Even so, the momentum toward upheaval in the way Egypt is governed appeared to grow on Monday when the US Department of State said retired senior diplomat Frank Wisner was in Cairo and would meet Egyptian officials to urge them to embrace broad economic and political changes, leading toward free and fair elections.
The unprecedented week of unrest that began as a decentralized eruption of anger largely by grassroots activists appeared to be coalescing under a unified political leadership. About 30 representatives from various opposition groups met on Monday to work out a joint stance and issue the call for an escalation of protests yesterday.

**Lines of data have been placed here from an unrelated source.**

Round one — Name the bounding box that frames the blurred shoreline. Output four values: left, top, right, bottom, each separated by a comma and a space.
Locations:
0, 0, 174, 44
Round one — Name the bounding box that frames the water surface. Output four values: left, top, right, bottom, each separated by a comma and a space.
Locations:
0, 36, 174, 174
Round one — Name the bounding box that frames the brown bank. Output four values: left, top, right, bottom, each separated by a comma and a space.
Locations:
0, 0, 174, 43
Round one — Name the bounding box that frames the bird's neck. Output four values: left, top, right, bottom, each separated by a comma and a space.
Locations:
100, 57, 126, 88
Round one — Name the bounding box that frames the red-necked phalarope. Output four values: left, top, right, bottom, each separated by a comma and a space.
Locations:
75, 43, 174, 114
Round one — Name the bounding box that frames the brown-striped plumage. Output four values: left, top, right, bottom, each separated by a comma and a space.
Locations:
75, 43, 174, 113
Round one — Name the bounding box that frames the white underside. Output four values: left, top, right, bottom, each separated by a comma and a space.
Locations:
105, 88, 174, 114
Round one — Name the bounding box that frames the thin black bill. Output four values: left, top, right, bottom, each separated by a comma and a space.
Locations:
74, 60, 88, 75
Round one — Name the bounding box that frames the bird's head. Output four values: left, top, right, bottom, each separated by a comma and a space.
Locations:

A further meeting was set to decide on making prominent reform advocate Mohamed ElBaradei the movement spokesman. ElBaradei is a Nobel Peace laureate and former chief of the International Atomic Energy Agency, the UN’s nuclear watchdog. He was frequently at odds with former US president George W. Bush’s administration over Saddam Hussein’s nuclear weapons ambitions in the lead-up to the 2003 US invasion of Iraq, but unity, if it occurs, may be short-lived among the various protesters, who have little in common beyond the demand that Mubarak leave power.
There could be deep divisions between young secular activists and the Muslim Brotherhood, which wants to form an Islamist state. The more secular are deeply suspicious that the Brotherhood aims to co-opt what they contend is a spontaneous, popular movement.
US officials have suggested they have similar fears. Washington worries an ascendant Muslim Brotherhood could walk away from Egypt’s 30-year peace treaty with Israel.
Arab leaders and monarchs elsewhere in the Mideast, particularly in Saudi Arabia and Jordan, both long-time US allies, know they rule over restive populations that share many of the aspirations now driving protesters through the streets of Egyptian cities.
When US President Barack Obama chose Cairo early in his administration to deliver a speech to Arabs and Muslims he cannot have expected the uproar that would later grip Egypt.
The wave of dissatisfaction on the Arab streets is proving the biggest test of Obama’s foreign policy dexterity. Given the potential threat to US energy supplies, it could also confound his attempts to put the US economy back on a sound footing.